CS194-26: Image Manipulation and Computational Photography

Xin Chen afh

Overview

In 2D photography, there are 3 focus-related problems. First, we need to focus before taking the shot. Often in real world situations, we have taken a photo and when we look at that photo in post processing, we may find that it's out of focus or it's focusing on the wrong subject. Second, there are trade-offs between depth of field and motion blur. When we want to take pictures of different aperture size and keep the brightness of the photo constant, the bigger the aperture, the smaller the shutter speed, the shallower the depth of field, and less likely motion blur. The third issue is the complex lens design due to optical abberations. In this project, we will tackle on the first two of these issues by implemeting depth refocusing and aperture adjustment.

Depth Refocusing

We are given a set of 17x17(286) images as our lightfield data. In this part, we will generate images that are focused at differnt depth. We will follow the steps below:

Find the center image. Since our images are 17x17, the center image would be (8, 8).
Determine $\alpha$ . The smaller the $\alpha$ , the closer the point of focus. The range of $\alpha$ selected is arbitary. But I found -2 to 2 with a step of 0.25 is relatively enough.
Compute the displacement. $[d_x, d_y] = [\alpha(x - x_{center})， \alpha(y - y_{center})]$
Shift the images by the displacement vector. I will use scipy.ndimage.shift to shift each of the image by ( $d_x$ , $d_y$ , 0). I've chosen order = 0 to speed up the process and mode = reflect to avoid the black margins.
Find the average of all the shifted images. Lastly we will average all the shifted images to get a new image with focus at the selected part and burry at other parts of the image.

Lego

Below are images at differnt alpha values. (Left: $\alpha$ = -2; Middle: $\alpha$ = 2; Right: $\alpha$ = 3.75 )
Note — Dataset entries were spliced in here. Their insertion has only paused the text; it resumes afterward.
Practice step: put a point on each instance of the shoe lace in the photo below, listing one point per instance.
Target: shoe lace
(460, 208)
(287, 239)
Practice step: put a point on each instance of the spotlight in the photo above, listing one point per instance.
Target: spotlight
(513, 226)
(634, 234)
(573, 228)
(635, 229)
Here our alpha changed from -2 to 4 with a step of 0.25.

Glass Ball

Aperture Adjustment

Similar to the idea of averaging images for depth refocusing, we can change the aperture of the images. In order to get images of different aperture sizes, we can change the number of images that we are averging over. For example, to get an image with a smaller aperture, we will average over less images, resulting in deeper depth of field. To get an image with a bigger aperture, we will average over more images, resulting in a shallow depth of field. The images we are using to average over is in a square grid of side length $radius \times 2 + 1$ with the center at (8, 8). The smaller the radius, the smaller the aperture.

Lego

Below are images at differnt radius. (Left: radius = 0; Middle: radius= 4; Right: radius= 7 )

Here the radius change from 0 to 7.

(Just a side note) Our result of computationally adjusting aperture does a very good job at decresing lens breathing. There seems to be no lens breathing at all and even the most advanced camera lenses cannot avoid this.

Glass Ball

Summary

It's so fascinating that from the use of lightfield camera, we can change the depth of focus and adjust aperture in post processing. This allows us to save a well-constructed image that perhaps was out of focus from being deleted. We can also change the aperture if we change our mind later and wanted to include more information in the image or exclude background from the image. Lightfield camera can also reduce the cost of spending on more expensive camera lenses with bigger aperture.